|Date(s):||August 21, 1891 to August 1893|
|Course:||“Rise and Fall of the Slave South,” University of Virginia|
On August 21, 1891, a group of citizens from counties surrounding Smithville, Virginia came before the Madison, Roanoke, and Walton County School Boards to ask that a high school to be established in the town. The citizens had decided they could only afford to spend 250, so they needed additional money from the school funds in each district. At first, the task was deemed as impossible because of insufficient funds, so the school boards declined to aid them. At a meeting two weeks later, the boards did not consider the citizens' pleas again for a new high school and adjourned the meeting quickly. It was not until October 5, 1891 that the boards finally decided to take pity on the citizens, agreeing to give some of the limited funds to establish the school. It was decided that another surrounding district would give 50 per year, and Roanoke, Madison, and Walton would furnish the school building and jointly contribute 80 per month, for seven months, to pay teachers. The Boards also assigned committees to attempt to collect extra funds from county members. For the next few months, there seemed to be only minor difficulties in establishing the school, but in February of 1892, it was brought to the attention of the boards that this process was not going smoothly. The principal stated, "it was not possible to make satisfactory progress in the school without additional teachers and more desks and supplies." The school still needed a great deal of funds, and the board was only able to give them a small amount. Again, in late July, the principal appeared in front of the boards asking for even more money. However, the board said they did not have enough funds from the state government to give the high school. Smithville High School would have to work with what they had. It was not until a full year later that Madison, Roanoke, and Walton County School Boards were able to increase the funding for the school. Therefore, for a great deal of time, poor white children were incapable of receiving a proper education.

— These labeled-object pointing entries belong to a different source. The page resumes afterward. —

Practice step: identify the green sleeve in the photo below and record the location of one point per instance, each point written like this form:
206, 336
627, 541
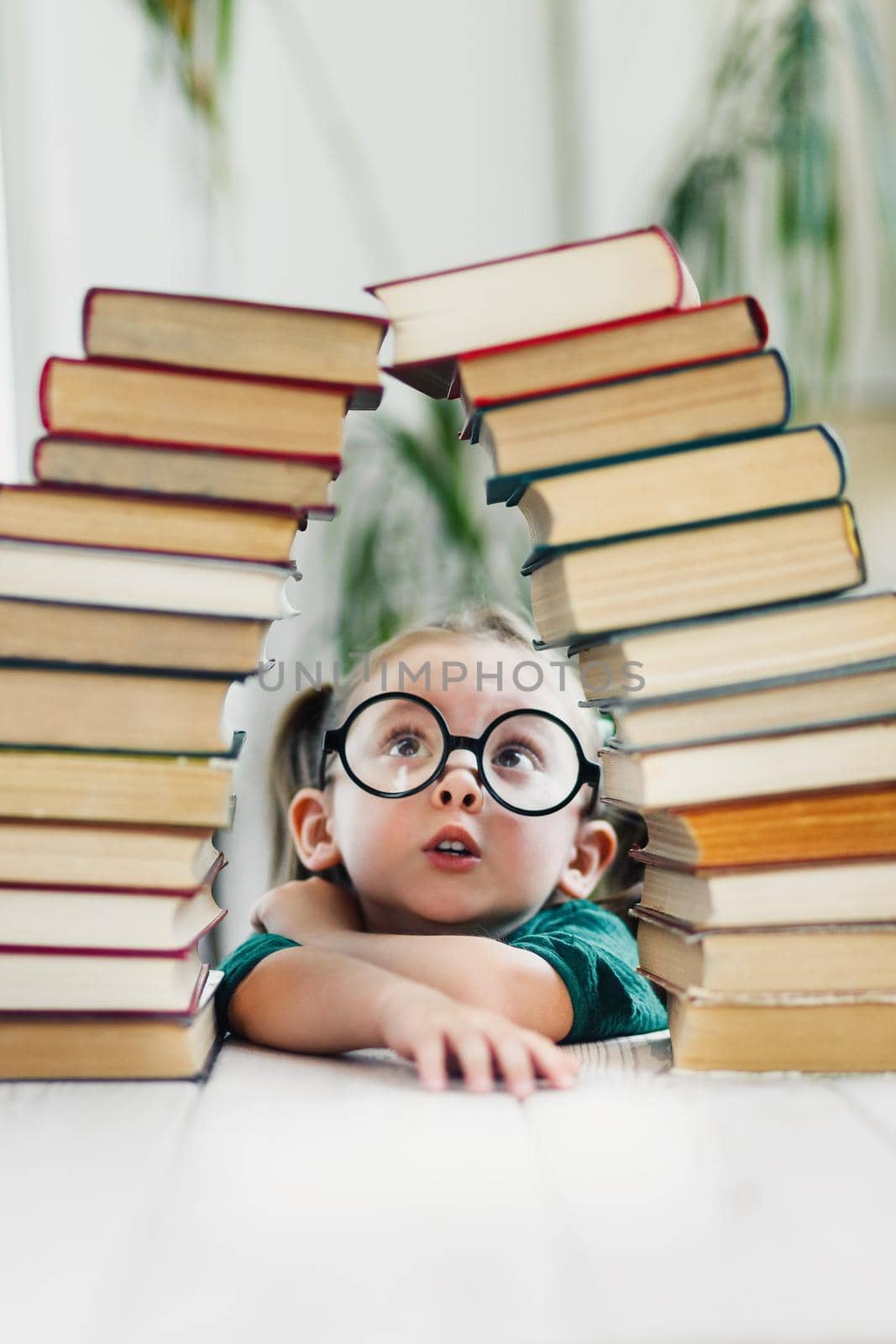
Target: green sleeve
241, 961
595, 956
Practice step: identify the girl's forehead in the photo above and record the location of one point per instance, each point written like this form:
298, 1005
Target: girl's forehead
469, 680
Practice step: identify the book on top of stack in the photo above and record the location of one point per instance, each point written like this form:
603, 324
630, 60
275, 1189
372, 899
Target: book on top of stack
694, 549
137, 581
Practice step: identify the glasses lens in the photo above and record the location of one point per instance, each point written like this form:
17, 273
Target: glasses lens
394, 745
531, 763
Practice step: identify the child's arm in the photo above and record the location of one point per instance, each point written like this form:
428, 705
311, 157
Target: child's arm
317, 1001
476, 971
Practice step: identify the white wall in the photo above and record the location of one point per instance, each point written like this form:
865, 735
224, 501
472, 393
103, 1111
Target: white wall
363, 140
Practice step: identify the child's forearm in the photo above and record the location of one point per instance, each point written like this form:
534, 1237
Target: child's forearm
312, 1000
479, 972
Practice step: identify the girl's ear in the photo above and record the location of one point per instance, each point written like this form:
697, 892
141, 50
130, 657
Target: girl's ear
312, 830
593, 851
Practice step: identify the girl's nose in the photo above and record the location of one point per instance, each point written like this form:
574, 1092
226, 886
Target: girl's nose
458, 784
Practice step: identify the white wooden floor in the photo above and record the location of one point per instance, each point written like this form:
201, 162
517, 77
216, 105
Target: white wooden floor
336, 1200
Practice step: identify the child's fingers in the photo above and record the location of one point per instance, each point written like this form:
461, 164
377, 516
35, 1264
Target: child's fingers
474, 1058
553, 1063
429, 1057
515, 1062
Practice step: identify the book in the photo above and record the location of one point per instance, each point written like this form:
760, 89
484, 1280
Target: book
109, 636
773, 894
109, 921
810, 1032
76, 855
107, 400
747, 649
297, 483
802, 827
606, 351
145, 581
136, 523
123, 1046
866, 691
58, 980
678, 488
105, 710
533, 293
752, 768
148, 790
708, 568
808, 958
699, 403
266, 340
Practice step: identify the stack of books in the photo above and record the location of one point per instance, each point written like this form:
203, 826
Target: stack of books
692, 548
137, 581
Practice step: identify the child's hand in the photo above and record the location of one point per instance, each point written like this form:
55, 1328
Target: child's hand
418, 1023
305, 911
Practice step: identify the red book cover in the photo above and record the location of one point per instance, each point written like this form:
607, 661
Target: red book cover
673, 318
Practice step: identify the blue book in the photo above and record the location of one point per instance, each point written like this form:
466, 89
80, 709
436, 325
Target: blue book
683, 488
711, 568
631, 417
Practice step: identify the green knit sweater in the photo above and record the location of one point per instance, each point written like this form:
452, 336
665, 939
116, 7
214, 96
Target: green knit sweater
591, 951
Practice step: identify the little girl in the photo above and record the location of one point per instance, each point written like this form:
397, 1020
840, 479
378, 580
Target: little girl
436, 844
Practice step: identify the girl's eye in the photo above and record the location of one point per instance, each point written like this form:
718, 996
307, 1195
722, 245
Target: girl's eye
405, 746
403, 743
516, 756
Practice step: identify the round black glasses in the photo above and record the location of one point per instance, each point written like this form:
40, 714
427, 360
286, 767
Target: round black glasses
396, 743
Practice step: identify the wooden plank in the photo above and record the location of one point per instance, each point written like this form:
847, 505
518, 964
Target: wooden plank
80, 1167
719, 1207
338, 1195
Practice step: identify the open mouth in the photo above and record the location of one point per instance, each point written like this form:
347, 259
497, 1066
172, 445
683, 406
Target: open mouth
453, 851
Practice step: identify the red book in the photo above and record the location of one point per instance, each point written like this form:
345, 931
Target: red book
527, 296
233, 336
629, 347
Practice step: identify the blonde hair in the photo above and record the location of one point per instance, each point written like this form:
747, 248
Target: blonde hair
296, 749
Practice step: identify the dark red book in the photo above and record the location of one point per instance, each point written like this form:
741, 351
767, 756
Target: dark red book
631, 347
234, 336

Smithville, Virginia was a perfect representation of the attempt for free education in the South in the late nineteenth century. Unlike the North, the South had never had a system of free "common" schools. All education was for wealthy white children with private and expensive tutors, or some form of private religious institution. While the North began creating this public school system in the 1830s, the South did not start until after the Civil War. However, the true beginnings of education expansion in the South only took root in the late nineteenth century, especially in the 1890s. While the then stable state governments took control of all financial aspects of public education, there were still only special accounts with limited funds and strict restrictions on how the money could be spent. Therefore, it was these special accounts that hindered Madison, Roanoke, and Walton County School Boards and other counties throughout the South to give sufficient money in order to create efficient and productive high schools. Unfortunately, it took a few decades for public schools in the South to nearly match the high standard of education in the public schools of the North. To this day, northern public school education tends to exceed that of the South.